The blue-chip NSE Nifty 50 index ended up 0.85% at 18,068.55, while the benchmark S&P BSE Sensex gained 0.80% to end at 60,545.61.
The indexes have gained more than 25% this year on falling COVID-19 cases, easing restrictions and ample liquidity.
After a correction in October on heavy foreign selling and concerns of overvaluation, stocks have marched higher thanks in part to positive sentiment during the festive season of Diwali.
The Nifty Financial Services Index added 1.17% on Monday, posting its fourth session of gains in five. Non-banking financial company Bajaj Finserv advanced 4.1%.
The Nifty energy index rose 1.50%, led by gains of between 2.9% and 7.4% in Bharat Petroleum, Hindustan Petroleum and Indian Oil.

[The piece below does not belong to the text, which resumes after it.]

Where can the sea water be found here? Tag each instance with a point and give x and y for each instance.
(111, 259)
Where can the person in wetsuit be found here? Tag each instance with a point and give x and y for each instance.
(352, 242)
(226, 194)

The refiners have announced plans to build thousands of electric vehicle charging stations.
Shares of Pfizer's India unit gained as much as 8.3% after its parent said on Friday that the company's experimental COVID-19 antiviral pill cut by 89% the chance of hospitalization or death for adults at risk of severe disease.
Divi's Laboratories, which makes the active pharmaceutical ingredient for generic versions of Pfizer rival Merck's COVID-19 antiviral pill, fell as much as 8.8%.
The Nifty Private Bank Index lost 0.95%, as IndusInd Bank tumbled 10.8% after a media report on Friday saying whistleblowers had alleged loan evergreening at the lender's micro-finance arm.
Separately, India's stock exchanges said a new cycle allowing quicker settlement of trades by bourses would now be implemented from Feb. 25, 2022, instead of Jan. 1.
The move comes after foreign investors and industry bodies pushed the country's market regulator to delay the plans.